Apr15Written by:George Gray
4/15/2010 9:34 AM 
Now that Congress has returned from the Easter recess, it will have a number of tax issues to face. Among them is the Estate Tax "mess" created by its inaction in 2009. While the House passed legislation addressing the Estate Tax in early December 2009; the Senate has not yet taken up the matter.
Under the House Bill (the "Permanent Estate Tax Relief for Families, Farmers, and Small Businesses Act of 2009.") the Unified credit amount for Estate Tax would return to $3.5 million and the unified credit amount for the Gift Tax would remain $1.0 million. The highest Estate and Gift Tax rate would be 45%. The hope is that the Senate will take up consideration of a Bill with similar provisions; that the House and Senate Bills will be reconciled and that the legislation would be signed by the President sometime in 2010. It is expected that any Legislation passed and signed into Law will have a retroactive date of 01/01/2010.

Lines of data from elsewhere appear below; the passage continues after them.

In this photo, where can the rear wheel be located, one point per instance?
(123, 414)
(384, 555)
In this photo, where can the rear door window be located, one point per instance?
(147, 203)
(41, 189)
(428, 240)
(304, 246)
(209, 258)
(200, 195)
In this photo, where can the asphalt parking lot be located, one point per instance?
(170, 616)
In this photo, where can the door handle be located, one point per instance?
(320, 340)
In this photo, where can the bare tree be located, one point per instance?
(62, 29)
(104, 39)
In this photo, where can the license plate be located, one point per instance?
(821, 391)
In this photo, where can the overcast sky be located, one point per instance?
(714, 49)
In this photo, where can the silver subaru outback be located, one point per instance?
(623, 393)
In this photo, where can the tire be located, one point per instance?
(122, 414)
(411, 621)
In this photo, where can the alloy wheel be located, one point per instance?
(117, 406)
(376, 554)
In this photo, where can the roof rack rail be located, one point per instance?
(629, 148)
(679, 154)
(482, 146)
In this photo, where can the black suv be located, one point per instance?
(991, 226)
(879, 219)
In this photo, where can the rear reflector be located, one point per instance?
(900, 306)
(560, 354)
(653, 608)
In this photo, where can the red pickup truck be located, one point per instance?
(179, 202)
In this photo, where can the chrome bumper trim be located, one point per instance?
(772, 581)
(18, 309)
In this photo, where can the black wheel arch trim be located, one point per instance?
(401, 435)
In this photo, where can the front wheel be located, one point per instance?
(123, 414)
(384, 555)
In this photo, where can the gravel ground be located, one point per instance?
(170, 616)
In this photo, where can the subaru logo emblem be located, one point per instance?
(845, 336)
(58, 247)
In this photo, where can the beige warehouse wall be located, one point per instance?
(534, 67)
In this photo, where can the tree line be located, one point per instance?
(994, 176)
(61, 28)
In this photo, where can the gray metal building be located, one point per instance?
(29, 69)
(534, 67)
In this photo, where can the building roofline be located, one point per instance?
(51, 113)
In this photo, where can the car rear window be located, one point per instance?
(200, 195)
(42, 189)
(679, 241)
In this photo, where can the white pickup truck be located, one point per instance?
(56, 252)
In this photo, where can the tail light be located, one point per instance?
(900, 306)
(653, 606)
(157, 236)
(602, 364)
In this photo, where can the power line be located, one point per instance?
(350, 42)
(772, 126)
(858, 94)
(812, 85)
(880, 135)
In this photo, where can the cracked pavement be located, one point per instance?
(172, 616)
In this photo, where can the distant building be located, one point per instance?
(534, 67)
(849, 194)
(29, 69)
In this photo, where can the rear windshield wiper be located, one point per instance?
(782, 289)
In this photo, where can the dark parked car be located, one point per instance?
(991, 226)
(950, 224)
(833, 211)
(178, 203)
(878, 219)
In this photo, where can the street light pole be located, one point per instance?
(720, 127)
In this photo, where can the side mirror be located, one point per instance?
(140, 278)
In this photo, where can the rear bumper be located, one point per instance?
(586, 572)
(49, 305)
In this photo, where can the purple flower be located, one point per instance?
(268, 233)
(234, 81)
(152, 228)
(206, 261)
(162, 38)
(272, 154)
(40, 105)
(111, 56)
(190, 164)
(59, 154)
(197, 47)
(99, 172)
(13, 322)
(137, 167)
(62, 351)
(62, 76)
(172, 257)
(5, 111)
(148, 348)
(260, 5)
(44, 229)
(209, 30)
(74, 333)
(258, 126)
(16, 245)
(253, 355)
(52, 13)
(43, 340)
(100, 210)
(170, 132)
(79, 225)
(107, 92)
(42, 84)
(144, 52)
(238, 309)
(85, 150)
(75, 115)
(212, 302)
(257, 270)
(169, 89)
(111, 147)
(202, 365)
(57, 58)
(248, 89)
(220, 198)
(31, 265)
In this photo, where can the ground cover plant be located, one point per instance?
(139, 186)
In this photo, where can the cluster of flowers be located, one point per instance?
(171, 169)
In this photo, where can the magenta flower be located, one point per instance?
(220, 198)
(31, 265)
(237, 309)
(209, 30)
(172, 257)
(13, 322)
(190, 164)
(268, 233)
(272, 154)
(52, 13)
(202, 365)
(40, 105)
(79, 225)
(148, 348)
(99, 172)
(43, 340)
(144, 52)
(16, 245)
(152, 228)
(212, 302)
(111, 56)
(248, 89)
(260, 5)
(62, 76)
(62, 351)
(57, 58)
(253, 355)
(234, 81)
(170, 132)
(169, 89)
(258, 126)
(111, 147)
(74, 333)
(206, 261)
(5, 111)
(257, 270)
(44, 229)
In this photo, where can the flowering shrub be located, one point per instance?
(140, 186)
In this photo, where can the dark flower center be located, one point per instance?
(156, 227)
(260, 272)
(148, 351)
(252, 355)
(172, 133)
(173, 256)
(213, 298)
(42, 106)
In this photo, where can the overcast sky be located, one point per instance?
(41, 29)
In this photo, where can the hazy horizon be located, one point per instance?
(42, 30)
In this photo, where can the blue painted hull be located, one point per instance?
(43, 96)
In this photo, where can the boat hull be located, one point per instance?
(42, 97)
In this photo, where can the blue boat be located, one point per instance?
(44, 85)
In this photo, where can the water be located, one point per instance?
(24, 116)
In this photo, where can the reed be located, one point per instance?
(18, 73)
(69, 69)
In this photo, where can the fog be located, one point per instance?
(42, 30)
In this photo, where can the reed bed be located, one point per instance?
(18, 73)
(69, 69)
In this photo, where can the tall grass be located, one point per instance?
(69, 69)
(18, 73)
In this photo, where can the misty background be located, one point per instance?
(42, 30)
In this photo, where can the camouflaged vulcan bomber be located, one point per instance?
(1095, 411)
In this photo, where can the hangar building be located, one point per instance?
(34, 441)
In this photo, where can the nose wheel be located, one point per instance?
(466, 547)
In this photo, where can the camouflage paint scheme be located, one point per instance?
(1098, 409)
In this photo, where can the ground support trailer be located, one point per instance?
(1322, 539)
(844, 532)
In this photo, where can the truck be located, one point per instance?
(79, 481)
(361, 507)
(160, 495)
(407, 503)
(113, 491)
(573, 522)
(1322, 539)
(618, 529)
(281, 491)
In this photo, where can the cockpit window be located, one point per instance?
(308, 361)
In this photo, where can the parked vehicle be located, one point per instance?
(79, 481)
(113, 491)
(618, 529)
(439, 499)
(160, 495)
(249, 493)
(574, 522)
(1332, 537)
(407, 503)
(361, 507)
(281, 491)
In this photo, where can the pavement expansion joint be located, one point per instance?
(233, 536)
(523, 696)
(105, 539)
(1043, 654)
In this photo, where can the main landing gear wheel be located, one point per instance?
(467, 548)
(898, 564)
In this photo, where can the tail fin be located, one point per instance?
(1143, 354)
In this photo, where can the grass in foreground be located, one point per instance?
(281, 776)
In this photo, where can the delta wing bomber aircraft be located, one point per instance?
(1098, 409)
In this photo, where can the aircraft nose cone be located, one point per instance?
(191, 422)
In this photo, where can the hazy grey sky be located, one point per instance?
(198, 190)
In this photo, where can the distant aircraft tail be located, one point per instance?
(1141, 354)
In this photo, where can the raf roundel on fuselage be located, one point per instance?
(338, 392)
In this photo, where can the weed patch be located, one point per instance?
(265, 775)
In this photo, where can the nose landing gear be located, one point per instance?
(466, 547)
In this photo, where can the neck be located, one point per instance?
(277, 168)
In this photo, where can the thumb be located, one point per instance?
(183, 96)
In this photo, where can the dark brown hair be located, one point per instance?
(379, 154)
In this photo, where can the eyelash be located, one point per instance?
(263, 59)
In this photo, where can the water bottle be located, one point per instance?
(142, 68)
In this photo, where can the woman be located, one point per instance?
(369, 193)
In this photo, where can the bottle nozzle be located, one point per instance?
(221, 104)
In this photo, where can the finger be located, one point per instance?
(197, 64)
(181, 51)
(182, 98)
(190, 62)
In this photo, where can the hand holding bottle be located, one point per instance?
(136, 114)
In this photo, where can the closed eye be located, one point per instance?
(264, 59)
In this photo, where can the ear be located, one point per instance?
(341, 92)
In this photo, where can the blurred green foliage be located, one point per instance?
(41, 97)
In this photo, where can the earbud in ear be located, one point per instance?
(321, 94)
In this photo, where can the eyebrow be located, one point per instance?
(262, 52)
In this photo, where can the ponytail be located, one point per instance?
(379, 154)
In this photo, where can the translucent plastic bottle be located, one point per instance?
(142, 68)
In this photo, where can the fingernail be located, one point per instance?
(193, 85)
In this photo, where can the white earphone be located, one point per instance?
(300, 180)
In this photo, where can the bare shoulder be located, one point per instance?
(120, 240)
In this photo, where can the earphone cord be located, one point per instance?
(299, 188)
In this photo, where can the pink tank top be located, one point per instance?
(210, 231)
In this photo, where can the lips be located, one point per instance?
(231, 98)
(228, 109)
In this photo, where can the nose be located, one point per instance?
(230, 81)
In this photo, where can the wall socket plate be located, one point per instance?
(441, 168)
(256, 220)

Conversations that I have overheard indicate that the Senate will consider provisions that will set the unified credit amount at least at $3.5 million and that the highest Estate and Gift Tax rate will be less than the 45% mark set by the House Bill. The imponderable is the Government's voracious need for revenue to offset the deficits created by the Economic Relief Package and to be created by Health Care Reform. The need to raise revenue may temper Congress' inclination to afford taxpayers true and permanent Estate Tax relief. For example, Congress could reinstate the Estate Tax unified credit amount to $3.5 million but extend it only two years, causing the whole mess to be revisited and opening the door to a larger Estate Tax bite on decedent's Estates after 2013. One favorable note which indicates some measure of relief to taxpayers is in the offing is the Resolution passed by Congress earlier this year. In that Resolution Congress exempted from the the normal "pay-go" provisions any extension of Estate Tax relief. This gives many analysts reason to speculate that someting very close to the House Bill will be passed into Law this year.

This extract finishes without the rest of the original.